Ad Urbino poi, nel 1465, Piero dipinge il famoso dittico con il “Ritratto di Fede-rico da Montefeltro e della consorte Battista Sforza”; nel 1466 la Compagnia della Nunziata di Arezzo gli commissiona lo stendardo con l’ “Annunciazione”. Nel novero delle opere più famose del Nostro c’è la “Madonna del Parto”, sita nel piccolo borgo medievale di Monterchi, paese natale della madre del pittore. L’affresco è forse legato al culto della Madonna di Loreto, diffusosi dopo il 1464 ed è un lavoro caro alle gestanti. L’iconografia della Madonna incinta è diffusa nella pittura provenzale e catalana e da noi si è affermata solo nell’Italia centrale.La porzione d’affresco rimasta presenta la Madonna nell’atto di posare una mano sul ventre, tra due angeli speculari che scostano la tenda di un baldacchino sotto il quale è dipinta la Vergine di tre quarti, maestosa nella sua ieraticità.

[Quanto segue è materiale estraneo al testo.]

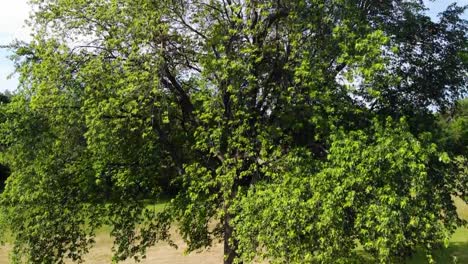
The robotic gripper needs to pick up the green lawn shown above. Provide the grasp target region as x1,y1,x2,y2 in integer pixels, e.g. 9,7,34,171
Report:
0,199,468,264
408,198,468,264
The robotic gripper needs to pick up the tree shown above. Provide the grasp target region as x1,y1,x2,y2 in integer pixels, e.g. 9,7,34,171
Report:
1,0,467,263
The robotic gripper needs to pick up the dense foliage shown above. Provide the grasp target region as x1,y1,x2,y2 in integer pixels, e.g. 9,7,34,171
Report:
0,0,468,263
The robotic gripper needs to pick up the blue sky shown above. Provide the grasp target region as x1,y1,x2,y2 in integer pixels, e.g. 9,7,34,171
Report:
0,0,468,91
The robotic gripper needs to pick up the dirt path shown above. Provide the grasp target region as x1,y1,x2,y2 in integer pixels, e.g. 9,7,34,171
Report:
0,234,223,264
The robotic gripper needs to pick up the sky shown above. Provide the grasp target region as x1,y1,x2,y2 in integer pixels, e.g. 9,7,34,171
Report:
0,0,468,92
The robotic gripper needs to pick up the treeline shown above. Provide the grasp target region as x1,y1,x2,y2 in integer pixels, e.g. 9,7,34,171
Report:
0,0,468,264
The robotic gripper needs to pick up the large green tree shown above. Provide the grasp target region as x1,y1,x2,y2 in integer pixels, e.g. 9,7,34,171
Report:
1,0,468,263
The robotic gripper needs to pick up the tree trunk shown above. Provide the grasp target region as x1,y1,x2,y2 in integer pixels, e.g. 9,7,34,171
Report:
224,210,237,264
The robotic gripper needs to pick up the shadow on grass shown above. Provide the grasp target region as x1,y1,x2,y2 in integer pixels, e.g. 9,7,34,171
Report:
406,242,468,264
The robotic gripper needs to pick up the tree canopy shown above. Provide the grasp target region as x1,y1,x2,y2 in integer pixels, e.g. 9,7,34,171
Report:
0,0,468,263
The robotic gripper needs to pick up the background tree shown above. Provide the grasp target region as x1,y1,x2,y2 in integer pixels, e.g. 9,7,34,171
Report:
1,0,467,263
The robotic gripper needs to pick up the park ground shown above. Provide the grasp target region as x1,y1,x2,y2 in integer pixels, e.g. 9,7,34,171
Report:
0,199,468,264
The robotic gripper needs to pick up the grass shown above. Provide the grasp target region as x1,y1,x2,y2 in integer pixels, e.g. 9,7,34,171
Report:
407,197,468,264
0,198,468,264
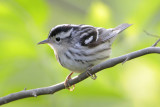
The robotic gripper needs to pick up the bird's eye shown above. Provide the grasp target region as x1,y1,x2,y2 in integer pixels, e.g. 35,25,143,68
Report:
56,37,61,42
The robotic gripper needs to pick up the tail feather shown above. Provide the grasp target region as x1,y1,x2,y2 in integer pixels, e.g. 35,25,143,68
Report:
104,23,132,41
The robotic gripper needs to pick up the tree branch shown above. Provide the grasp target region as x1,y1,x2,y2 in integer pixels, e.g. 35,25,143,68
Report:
0,46,160,105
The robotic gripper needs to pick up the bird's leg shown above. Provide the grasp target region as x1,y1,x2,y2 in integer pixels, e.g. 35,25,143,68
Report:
64,72,75,91
87,67,97,80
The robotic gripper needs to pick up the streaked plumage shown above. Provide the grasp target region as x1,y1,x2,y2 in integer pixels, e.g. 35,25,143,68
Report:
39,23,131,90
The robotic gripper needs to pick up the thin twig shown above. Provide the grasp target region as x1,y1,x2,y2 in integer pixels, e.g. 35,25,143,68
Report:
0,47,160,105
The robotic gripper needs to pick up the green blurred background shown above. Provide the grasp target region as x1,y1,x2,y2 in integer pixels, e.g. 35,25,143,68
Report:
0,0,160,107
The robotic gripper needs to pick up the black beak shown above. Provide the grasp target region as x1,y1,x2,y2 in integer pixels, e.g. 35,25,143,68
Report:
38,39,49,45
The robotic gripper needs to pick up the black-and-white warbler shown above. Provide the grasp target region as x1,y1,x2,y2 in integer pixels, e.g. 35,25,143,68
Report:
38,23,131,90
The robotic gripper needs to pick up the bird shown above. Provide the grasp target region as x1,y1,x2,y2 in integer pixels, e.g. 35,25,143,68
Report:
38,23,132,91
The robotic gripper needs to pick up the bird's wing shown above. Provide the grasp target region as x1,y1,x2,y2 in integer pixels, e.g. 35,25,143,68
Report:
75,23,131,47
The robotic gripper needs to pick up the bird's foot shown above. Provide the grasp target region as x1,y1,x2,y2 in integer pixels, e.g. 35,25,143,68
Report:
64,72,75,91
87,69,97,80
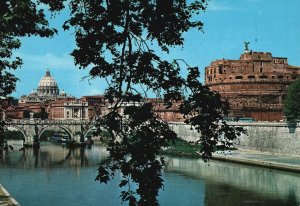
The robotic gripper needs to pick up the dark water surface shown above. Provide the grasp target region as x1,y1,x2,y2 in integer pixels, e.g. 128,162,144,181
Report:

Negli ultimi anni della sua attività Piero scrive il trattato “De prospectiva pingendi” stimolato dalla cultura urbinate e vi definisce le parti della pittura: “desegno, commensuratio e colorare”. Egli tratta, in verità, solo della “commensuratio, quale diciamo prospectiva, mescolandoci qualche parte de desegno, perciò che senza non se po dimostrare in opera essa prospectiva”. L’artista con il disegno e la prospettiva vuole fondere la cultura del platonismo di Cusano che scopre nella natura il segno divino, con l’aristotelismo fiammingo (Van Eyck e Van der Weyden) che dà un’immagine del mondo tramite punti di vista e proiezioni distinte.


P. della Francesca, Madonna di Senigallia


A questi anni risale la “Madonna di Senigallia”, in cui troviamo espressi i suoi schemi prospettici, esposti nel famoso trattato. Osservando il lavoro, di piccolo formato, il quadro rivela l’ impianto di una pala d’altare mediante la simmetria perfetta che ha il suo asse centrale nella cucitura dell’abito della Madonna. La luce proveniente da sinistra accentua la profondità dello spazio ed evidenzia la preziosità sferica della perla e l’effetto metallico del colletto dell’angelo. La cesta delle bende bianche (in alto, a destra) richiama la purezza e il ruolo salvifico di Maria, inoltre la cesta ricorda Mosè salvato dalle acque. Il rametto di corallo al collo del Bambino simboleggia la protezione contro i pericoli, mentre la rosa con le spine nella mano del Bambino allude alla Passione di Cristo.
Piero visse gli ultimi anni della sua vita in cecità e morì a Borgo il 12 Ottobre 1492.